Tables with query_mode IN ('local', 'materialized') — these have parquets on disk and end up in the manifest
Tables granted to one of the analyst's groups via resource_grants(group, ResourceType.TABLE, table_id) (see docs/RBAC.md)

To enroll a new table for auto-sync, register it (or update its query_mode) and grant it to the relevant groups in /admin/access. New analysts get the same set on their next agnes pull.

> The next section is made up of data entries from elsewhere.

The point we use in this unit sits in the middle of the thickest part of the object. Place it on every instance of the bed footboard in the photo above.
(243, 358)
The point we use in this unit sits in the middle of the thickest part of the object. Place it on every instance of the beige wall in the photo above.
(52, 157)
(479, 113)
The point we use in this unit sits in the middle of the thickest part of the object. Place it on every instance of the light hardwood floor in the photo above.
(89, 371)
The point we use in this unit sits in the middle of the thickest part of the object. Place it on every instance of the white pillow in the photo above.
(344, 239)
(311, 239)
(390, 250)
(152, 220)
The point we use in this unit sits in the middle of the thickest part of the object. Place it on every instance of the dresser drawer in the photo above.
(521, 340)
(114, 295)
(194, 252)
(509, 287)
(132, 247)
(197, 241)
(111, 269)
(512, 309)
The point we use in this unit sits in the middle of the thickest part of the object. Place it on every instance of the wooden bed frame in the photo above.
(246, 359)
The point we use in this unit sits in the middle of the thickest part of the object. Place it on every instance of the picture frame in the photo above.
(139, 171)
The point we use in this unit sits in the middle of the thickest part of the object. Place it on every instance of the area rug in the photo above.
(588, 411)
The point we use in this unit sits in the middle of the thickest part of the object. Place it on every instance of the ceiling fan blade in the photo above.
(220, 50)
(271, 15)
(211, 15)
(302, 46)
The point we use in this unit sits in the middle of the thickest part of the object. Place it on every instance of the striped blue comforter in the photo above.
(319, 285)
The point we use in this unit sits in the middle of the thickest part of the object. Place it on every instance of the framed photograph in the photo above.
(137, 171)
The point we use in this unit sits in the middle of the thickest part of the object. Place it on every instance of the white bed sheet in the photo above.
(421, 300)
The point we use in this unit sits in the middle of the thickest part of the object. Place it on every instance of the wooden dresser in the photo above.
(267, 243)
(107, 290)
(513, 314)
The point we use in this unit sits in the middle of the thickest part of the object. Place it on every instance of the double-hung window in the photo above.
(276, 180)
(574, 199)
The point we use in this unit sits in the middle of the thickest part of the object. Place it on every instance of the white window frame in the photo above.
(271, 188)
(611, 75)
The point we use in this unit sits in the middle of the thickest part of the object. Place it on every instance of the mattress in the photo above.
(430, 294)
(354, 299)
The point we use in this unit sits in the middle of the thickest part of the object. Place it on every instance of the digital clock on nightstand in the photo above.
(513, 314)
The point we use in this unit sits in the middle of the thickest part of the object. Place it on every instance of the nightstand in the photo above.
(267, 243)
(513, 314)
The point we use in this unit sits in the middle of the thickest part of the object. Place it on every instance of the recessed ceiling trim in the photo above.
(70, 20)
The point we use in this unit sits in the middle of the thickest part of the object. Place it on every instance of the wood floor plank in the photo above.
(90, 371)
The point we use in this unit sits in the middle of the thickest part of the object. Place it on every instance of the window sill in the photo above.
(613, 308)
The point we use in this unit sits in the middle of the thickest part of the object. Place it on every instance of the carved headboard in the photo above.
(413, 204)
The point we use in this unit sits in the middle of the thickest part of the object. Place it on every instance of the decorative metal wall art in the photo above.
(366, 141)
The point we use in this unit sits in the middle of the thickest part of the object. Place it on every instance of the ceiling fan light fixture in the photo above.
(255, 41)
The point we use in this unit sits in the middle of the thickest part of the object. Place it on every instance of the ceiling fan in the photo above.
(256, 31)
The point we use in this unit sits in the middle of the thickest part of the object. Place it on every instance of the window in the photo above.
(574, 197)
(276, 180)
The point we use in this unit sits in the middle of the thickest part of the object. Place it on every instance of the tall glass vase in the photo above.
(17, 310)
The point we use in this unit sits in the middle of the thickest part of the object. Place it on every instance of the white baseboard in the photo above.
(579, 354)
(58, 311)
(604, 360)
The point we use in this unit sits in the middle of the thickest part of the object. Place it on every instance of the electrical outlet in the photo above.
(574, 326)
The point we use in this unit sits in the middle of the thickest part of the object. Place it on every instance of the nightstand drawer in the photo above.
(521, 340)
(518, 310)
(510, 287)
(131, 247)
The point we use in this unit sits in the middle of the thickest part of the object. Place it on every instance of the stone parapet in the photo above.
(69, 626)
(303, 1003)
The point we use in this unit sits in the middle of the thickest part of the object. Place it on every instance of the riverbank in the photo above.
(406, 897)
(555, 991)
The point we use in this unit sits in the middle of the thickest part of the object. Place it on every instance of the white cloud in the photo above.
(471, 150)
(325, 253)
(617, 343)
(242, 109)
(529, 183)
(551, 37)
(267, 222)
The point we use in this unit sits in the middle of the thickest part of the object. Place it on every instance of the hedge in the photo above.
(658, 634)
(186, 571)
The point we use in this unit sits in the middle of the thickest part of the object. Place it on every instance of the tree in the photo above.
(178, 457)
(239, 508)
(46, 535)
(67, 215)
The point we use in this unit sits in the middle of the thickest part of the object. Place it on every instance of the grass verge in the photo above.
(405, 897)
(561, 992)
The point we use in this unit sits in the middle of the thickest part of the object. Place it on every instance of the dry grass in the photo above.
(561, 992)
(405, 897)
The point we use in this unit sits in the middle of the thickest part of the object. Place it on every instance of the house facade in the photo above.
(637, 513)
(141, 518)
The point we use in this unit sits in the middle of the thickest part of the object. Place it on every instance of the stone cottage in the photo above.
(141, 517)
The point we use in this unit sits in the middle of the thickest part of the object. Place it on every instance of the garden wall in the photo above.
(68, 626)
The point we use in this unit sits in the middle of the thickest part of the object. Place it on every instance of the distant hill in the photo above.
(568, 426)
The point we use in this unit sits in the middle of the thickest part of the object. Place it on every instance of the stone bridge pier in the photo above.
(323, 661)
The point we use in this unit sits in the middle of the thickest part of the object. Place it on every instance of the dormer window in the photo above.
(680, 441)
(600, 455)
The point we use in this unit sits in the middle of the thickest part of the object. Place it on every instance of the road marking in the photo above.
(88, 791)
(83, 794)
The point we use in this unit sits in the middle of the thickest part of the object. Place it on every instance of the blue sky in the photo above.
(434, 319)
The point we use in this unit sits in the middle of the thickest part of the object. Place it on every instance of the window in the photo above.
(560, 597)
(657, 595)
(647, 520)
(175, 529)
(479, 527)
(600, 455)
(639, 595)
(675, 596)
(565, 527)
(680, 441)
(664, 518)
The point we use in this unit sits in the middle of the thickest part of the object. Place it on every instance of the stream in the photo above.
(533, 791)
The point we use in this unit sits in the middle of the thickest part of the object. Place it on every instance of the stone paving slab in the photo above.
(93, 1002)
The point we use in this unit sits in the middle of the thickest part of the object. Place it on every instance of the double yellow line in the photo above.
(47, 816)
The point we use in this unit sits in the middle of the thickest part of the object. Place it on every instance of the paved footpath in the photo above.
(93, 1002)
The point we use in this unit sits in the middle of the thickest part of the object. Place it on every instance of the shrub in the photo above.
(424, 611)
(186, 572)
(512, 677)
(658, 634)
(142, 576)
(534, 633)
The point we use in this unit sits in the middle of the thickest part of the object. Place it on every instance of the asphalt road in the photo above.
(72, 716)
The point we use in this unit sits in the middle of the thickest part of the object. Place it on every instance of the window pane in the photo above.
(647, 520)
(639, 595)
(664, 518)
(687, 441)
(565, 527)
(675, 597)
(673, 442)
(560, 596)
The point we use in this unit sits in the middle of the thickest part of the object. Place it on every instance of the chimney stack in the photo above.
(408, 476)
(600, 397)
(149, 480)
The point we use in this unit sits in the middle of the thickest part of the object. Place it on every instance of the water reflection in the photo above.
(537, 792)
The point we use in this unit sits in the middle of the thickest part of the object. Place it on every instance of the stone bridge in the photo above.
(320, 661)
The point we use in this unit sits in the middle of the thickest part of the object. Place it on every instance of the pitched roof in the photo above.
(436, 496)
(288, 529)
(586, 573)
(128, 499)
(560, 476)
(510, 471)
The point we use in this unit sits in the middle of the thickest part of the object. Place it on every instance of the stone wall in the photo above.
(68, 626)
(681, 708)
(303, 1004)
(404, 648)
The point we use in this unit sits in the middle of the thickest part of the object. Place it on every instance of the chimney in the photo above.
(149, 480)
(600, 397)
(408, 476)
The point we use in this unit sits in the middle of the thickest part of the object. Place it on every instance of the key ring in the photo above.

For BigQuery, register a query_mode='materialized' table with a SQL body:

agnes admin register-table orders_90d \
    --source-type bigquery \
    --query-mode materialized \
    --query @docs/queries/orders_90d.sql \
    --schedule "every 6h"

The scheduler runs the query through the DuckDB BigQuery extension on each tick that's due, writes the result as a parquet, and the analyst picks it up on the next agnes pull. Cost guardrail: data_source.bigquery.max_bytes_per_materialize (default 10 GiB) — operations exceeding the BQ dry-run estimate are skipped.

Development Setup

# Create and activate virtual environment
python3 -m venv .venv && source .venv/bin/activate

# Install dependencies
uv pip install ".[dev]"

# Run FastAPI locally with hot reload
uvicorn app.main:app --reload

# Run the test suite
pytest tests/ -v

Project Structure

├── src/                    # Core engine
│   ├── db.py               # DuckDB schema (system.duckdb, analytics.duckdb)
│   ├── orchestrator.py     # SyncOrchestrator — ATTACHes extract.duckdb files
│   ├── repositories/       # DuckDB-backed CRUD (sync_state, table_registry, users, etc.)
│   ├── profiler.py         # Data profiling
│   └── catalog_export.py   # OpenMetadata catalog export
├── app/                    # FastAPI application
│   ├── main.py             # App setup, router registration
│   ├── api/                # REST API (sync, data, catalog, admin, auth)
│   ├── auth/               # Auth providers (Google OAuth, email magic link, desktop JWT)
│   └── web/                # HTML dashboard routes
├── connectors/             # Data source connectors (extract.duckdb contract)
│   ├── keboola/            # Keboola: extractor.py (DuckDB extension) + client.py (fallback)
│   ├── bigquery/           # BigQuery: extractor.py (remote-only via DuckDB BQ extension)
│   └── jira/               # Jira: webhook + incremental parquet → extract.duckdb
├── cli/                    # CLI tool (`agnes pull`, `agnes query`, `agnes admin`)
├── services/               # Standalone services (scheduler, telegram_bot, ws_gateway, etc.)
├── scripts/                # Utility + migration scripts
├── config/                 # Configuration templates (instance.yaml.example)
├── docs/                   # Documentation + metric YAML definitions
└── tests/                  # Test suite (633 tests)

Configuration

File	Purpose
`config/instance.yaml`	Instance-specific settings: branding, data source type, auth provider, Google domain
`.env`	Secrets and environment variables — never committed
`system.duckdb` `table_registry` table	Table definitions managed via `POST /api/admin/register-table` (or `PUT /api/admin/registry/{id}` to update) or the web UI

Copy the example to get started:

cp config/instance.yaml.example config/instance.yaml

See config/instance.yaml.example for all available options.

Documentation

Full index: docs/README.md — every doc, organized by audience (analyst / operator / developer).

Key entry points:

Quickstart — local development setup
Onboarding Guide — end-to-end Terraform deployment into a GCP project (recommended for production)
Deployment Guide — chooses between Terraform and Docker Compose; covers OSS self-host
Configuration Reference — instance.yaml, env vars, per-instance options
Architecture — orchestrator, extractors, DB layout

Contributing

Fork the repository and create a feature branch.
Run pytest tests/ -v to verify all tests pass before opening a pull request.
Keep commits focused and messages concise.
Open a pull request against main with a clear description of the change.

For bugs and feature requests, open a GitHub issue.

License

This project is licensed under the MIT License.